После того, как вездеход подкинуло раз пять, из спального мешка появилось недовольное лицо Вакулы.
– Где мы?
– Могу дать совершенно точный и абсолютно бессмысленный ответ.
– Говори. Все равно, все ответы бессмысленные.
– Мы в вездеходе…
– Понятно. Значит, ты и есть столичный писатель, – Вакула протянул Каверину руку.
– Я, – рука у Вакулы была сильной. Нормальные люди, какой бы вид деятельности они ни выбирали, всегда запоминают это, – Только я не писатель.
– А кто – ты?
– Теперь, я – собственный корреспондент.
– Если ты газету делаешь, то возьми и расскажи людям, почему у нас все так.
– Как?
– Наперекосяк.
– А почему ты сам об этом не расскажешь?
– Что я понимаю? Я газет не делаю.
– Для того, чтобы что-то понимать, совсем не нужно делать газеты. Достаточно их читать.
– Ты не с комиссией, какой?
– А ты не любишь комиссий?
– Что в них хорошего. Если комиссия глупая, ничего не изменит. А если умная – тем более.
– Нет. Не с комиссией. Я – сам по себе.
– Если сам по себе, то надо дома сидеть.
– Но ты ведь едешь.
– Я за это деньги получаю.
– Я тоже за это деньги получаю.
– Мне платят за то, что я что-то делаю.
– А мне заплатят за то, что я расскажу о том кто, как и что делает.
– А говоришь, не писатель.
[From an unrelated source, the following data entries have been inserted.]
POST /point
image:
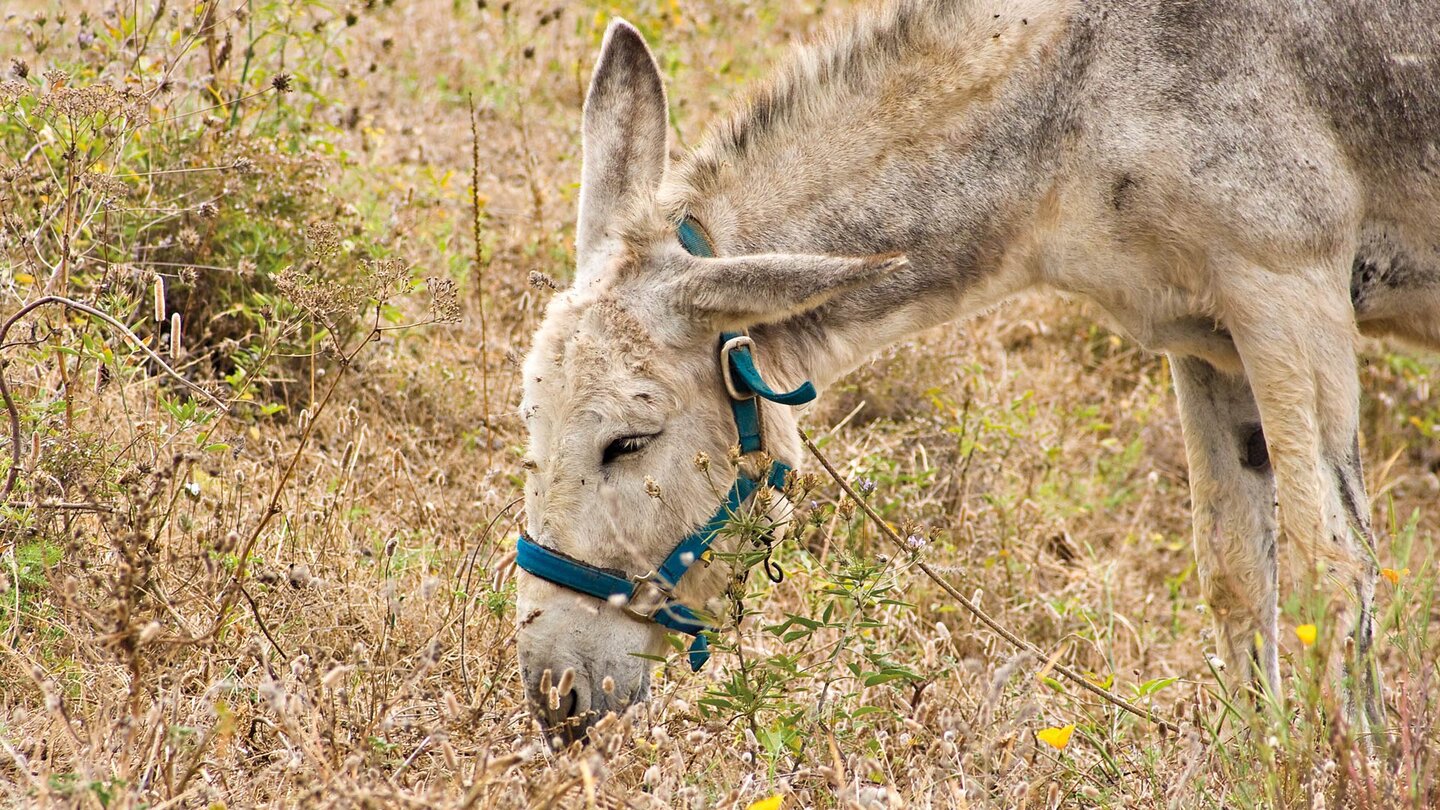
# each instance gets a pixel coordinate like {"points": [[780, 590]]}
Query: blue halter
{"points": [[650, 597]]}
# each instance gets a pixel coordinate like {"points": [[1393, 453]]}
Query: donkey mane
{"points": [[882, 82]]}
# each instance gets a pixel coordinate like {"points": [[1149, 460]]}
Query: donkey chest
{"points": [[1144, 300]]}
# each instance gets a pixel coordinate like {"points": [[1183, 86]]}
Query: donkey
{"points": [[1243, 185]]}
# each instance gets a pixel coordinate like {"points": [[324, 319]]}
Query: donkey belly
{"points": [[1396, 286]]}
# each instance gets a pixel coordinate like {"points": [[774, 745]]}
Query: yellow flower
{"points": [[1056, 738], [1394, 575]]}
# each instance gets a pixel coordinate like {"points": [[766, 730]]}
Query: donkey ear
{"points": [[624, 139], [742, 291]]}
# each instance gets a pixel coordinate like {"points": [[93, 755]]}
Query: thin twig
{"points": [[480, 286], [134, 339], [977, 611], [255, 611]]}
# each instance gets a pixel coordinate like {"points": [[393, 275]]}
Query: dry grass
{"points": [[363, 655]]}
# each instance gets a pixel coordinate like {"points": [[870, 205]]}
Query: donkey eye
{"points": [[625, 446]]}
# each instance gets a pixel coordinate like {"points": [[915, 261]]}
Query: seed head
{"points": [[444, 300], [176, 348]]}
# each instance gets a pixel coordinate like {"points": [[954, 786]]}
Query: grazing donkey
{"points": [[1237, 183]]}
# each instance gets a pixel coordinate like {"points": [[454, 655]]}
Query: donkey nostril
{"points": [[566, 709]]}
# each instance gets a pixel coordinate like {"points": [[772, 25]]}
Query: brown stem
{"points": [[134, 339], [241, 568], [977, 611], [480, 284]]}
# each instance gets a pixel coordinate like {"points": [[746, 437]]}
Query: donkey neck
{"points": [[935, 130]]}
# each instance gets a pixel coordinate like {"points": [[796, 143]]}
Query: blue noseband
{"points": [[650, 597]]}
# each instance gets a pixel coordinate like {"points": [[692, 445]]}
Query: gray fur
{"points": [[1240, 183]]}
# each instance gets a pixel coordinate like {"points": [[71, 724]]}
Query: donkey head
{"points": [[624, 392]]}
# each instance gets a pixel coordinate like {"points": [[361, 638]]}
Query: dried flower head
{"points": [[323, 239], [12, 91], [444, 300]]}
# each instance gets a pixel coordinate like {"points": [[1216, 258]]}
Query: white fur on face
{"points": [[609, 363]]}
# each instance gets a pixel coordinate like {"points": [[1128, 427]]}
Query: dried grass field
{"points": [[340, 222]]}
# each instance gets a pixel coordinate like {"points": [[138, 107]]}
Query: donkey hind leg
{"points": [[1233, 503], [1296, 340]]}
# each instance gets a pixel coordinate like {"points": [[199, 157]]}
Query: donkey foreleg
{"points": [[1233, 503], [1296, 337]]}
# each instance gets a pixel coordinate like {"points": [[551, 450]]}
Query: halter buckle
{"points": [[648, 597], [738, 342]]}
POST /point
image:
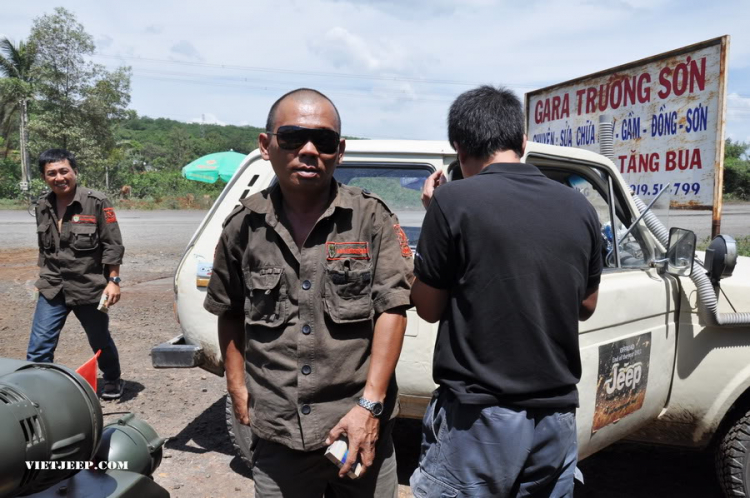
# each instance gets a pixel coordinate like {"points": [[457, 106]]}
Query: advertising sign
{"points": [[623, 379], [668, 113]]}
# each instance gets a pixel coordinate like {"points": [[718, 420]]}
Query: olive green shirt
{"points": [[310, 312], [73, 260]]}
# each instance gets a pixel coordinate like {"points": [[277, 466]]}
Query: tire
{"points": [[732, 458], [240, 435]]}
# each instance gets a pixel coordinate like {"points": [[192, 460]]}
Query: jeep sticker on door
{"points": [[623, 377]]}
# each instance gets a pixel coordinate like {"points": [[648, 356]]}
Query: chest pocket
{"points": [[84, 237], [267, 301], [348, 291], [44, 235]]}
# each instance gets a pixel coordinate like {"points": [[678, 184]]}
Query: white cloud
{"points": [[397, 54], [350, 52], [738, 108], [207, 118], [184, 47]]}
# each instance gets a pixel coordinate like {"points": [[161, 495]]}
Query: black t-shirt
{"points": [[516, 251]]}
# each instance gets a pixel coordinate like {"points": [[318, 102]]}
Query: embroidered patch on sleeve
{"points": [[347, 250], [403, 240], [82, 218], [109, 215]]}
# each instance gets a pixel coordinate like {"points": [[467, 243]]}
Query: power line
{"points": [[292, 71], [368, 95]]}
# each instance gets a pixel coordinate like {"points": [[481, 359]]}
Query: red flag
{"points": [[89, 370]]}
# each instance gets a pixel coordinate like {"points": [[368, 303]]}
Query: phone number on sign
{"points": [[677, 188]]}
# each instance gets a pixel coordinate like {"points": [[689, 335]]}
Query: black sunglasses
{"points": [[294, 137]]}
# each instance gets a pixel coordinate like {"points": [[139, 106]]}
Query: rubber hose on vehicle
{"points": [[708, 302]]}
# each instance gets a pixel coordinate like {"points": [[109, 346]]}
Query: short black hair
{"points": [[486, 120], [55, 156], [271, 120]]}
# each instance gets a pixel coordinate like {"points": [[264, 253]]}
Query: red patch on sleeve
{"points": [[82, 218], [403, 240], [109, 215], [347, 250]]}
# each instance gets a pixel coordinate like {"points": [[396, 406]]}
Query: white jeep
{"points": [[662, 360]]}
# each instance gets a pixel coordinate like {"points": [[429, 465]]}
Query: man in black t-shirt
{"points": [[508, 261]]}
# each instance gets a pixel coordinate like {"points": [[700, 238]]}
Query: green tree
{"points": [[17, 66], [736, 170], [78, 102]]}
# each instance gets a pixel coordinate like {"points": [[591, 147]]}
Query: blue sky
{"points": [[392, 66]]}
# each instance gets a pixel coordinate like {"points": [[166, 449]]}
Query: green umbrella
{"points": [[211, 168]]}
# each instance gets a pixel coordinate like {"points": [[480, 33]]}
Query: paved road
{"points": [[159, 230], [622, 471], [165, 229]]}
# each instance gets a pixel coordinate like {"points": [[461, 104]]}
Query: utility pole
{"points": [[25, 172]]}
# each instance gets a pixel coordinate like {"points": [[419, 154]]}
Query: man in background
{"points": [[508, 261], [80, 252]]}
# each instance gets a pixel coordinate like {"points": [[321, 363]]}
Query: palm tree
{"points": [[17, 64]]}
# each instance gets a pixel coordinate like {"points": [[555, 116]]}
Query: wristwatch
{"points": [[374, 407]]}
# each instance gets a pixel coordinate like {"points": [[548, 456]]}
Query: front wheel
{"points": [[732, 457], [240, 435]]}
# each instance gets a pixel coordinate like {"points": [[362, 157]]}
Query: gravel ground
{"points": [[188, 405]]}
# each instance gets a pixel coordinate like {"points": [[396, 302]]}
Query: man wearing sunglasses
{"points": [[311, 283]]}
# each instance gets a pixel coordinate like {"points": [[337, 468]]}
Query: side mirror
{"points": [[681, 252]]}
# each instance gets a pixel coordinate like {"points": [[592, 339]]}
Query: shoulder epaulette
{"points": [[237, 209], [367, 193]]}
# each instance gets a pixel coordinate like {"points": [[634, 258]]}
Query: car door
{"points": [[628, 345]]}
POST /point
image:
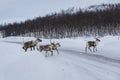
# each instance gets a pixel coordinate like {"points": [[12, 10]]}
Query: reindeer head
{"points": [[97, 39], [39, 40], [58, 44]]}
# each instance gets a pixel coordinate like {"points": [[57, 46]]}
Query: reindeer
{"points": [[31, 44], [46, 48], [92, 44], [55, 46], [50, 48]]}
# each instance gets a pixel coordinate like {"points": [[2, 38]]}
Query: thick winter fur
{"points": [[31, 44], [93, 44], [55, 46], [50, 48]]}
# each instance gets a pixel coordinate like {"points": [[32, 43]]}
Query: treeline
{"points": [[70, 23]]}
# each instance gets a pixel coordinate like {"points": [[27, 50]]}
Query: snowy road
{"points": [[69, 65]]}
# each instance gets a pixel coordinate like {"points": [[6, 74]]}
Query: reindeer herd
{"points": [[47, 48], [54, 46]]}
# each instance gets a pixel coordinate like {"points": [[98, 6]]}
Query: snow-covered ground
{"points": [[71, 64]]}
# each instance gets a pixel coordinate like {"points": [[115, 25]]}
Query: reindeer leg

За что же тебе деньги платят?
– За то, что людям всегда интересно, за что они платят деньги.
– А кто тебе платит? Начальство нефтеразведки?
– Это и мне самому не совсем ясно. Но только деньги нам платят все люди. Даже те, кто не знает, что мы есть на этом свете.
– Так, кто же все-таки тебе платит?
– Те же, кто и тебе.
– Так кто же ты, если не писатель?
– Художник.
– Еще понятней…
С Рудника они ушли около четырех часов. На Варга-шоре были в шесть. На слияние Тарь-ю и Сядь-ю, где собственно и начинается Карата-ю пришли после полуночи. Дальше, километров через двадцать ручей Подымей-вис, еще километров через пятнадцать Сельк-ва и Нямда-ю. А там и Сова-ю. До фактории Каратаиха километров семьдесят остается.
И ни одной приметы, кроме времени и поворотов русла реки.
Каждые десять километров зимой по снегу – час.
За каждым поворотом на восток, поворот ша запад.
В конце концов, все северные реки текут на север, хотя и называются они северными, совсем по другой причине.
Северными они называются потому, что от них все время можно ждать неожиданностей. Как и еще от очень много на Севере.
После ста километров пройденных на вездеходе, человек начинает чувствовать себя самостоятельным.
Правая "нога" ГТС "отставала", и Андрею постоянно приходилось "подрабатывать" левой тягой. В остальном, вездеход вел себя послушно.
Карата-ю, по льду которой проходил зимник, большая река только по заполярным меркам. В Поволжье, она, возможно, была бы безыменным притоком, тем, что оленеводы называю просто "ю".
Увы, и здесь не обходится без неприятностей. Больших или маленьких.
Вернее, именно здесь.
Оттепели и морозы сделали большой подвижку льда. Ледяные поля, скрепленные молодыми перемычками, держали вездеход хорошо по всему руслу, но там, где по течению поднимались галечные гряды, нужно было быть особенно осторожным.
Там поля не большие, и если лед не торосился, перемычки оставались тонкими.
На одну из таких льдин и попал вездеход, когда за рычагами в очередной раз сидел Каверин.
Глыба ушла назад и вправо, ушла под себя, и у борта вспенилась ледяная вода.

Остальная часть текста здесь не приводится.